German reaction to the landing was swift and their reconnaissance patrols were in the area within 20 minutes and the British base located and attacked within 24 hours. Avoiding a pitched battle the three patrols split up and for the next seven days disrupted German convoys and demolition parties. In response to the British presence a German brigade was detailed to locate the force and a division, held back in reserve instead of moving to reinforce the front line. During their search for the parachutists amongst other casualties, the Germans captured the detachments signallers and radio contact with the New Zealand division was lost when the detachments sole remaining radio was damaged.
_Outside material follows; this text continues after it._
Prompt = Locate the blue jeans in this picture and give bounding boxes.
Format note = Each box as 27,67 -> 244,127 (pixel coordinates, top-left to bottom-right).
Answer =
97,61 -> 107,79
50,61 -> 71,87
By 7 June it was decided to withdraw the detachment, but with no radio working there was no way to pass on the decision. The 2nd Parachute Brigade commander, Brigadier Pritchard then came up with the idea of dropping leaflets around the area with the message "Proceed Awdry forthwith". The message meant little to the Germans, but the British knew that Captain Awdry was the 6th Parachute Battalion's liaison officer assigned to the 2nd New Zealand Division. The detachment then split up into smaller groups and attempted to make their own way back to the Allied lines.

==Aftermath==
Of the 60 man detachment involved in Operation Hasty, only two officers and 25 men successfully returned to Allied lines. Little physical or material damage was caused to the Germans, but a small measure of success was the diversion of a brigade to hunt down 60 men and the loss of a division, retained behind the front line during the mission. The Germans succeeded in withdrawing to the Gothic line, and held the Allies there until mid September when following the Battle of Rimini, the city was captured.

Although Hasty was one of only two British airborne operations on mainland Italy during the war, the 2nd Parachute Brigade went on to carry out two bigger airborne operations, involving the whole brigade later the same year. In August they participated in Operation Dragoon the invasion of the South of France, and in October, Operation Manna in Greece.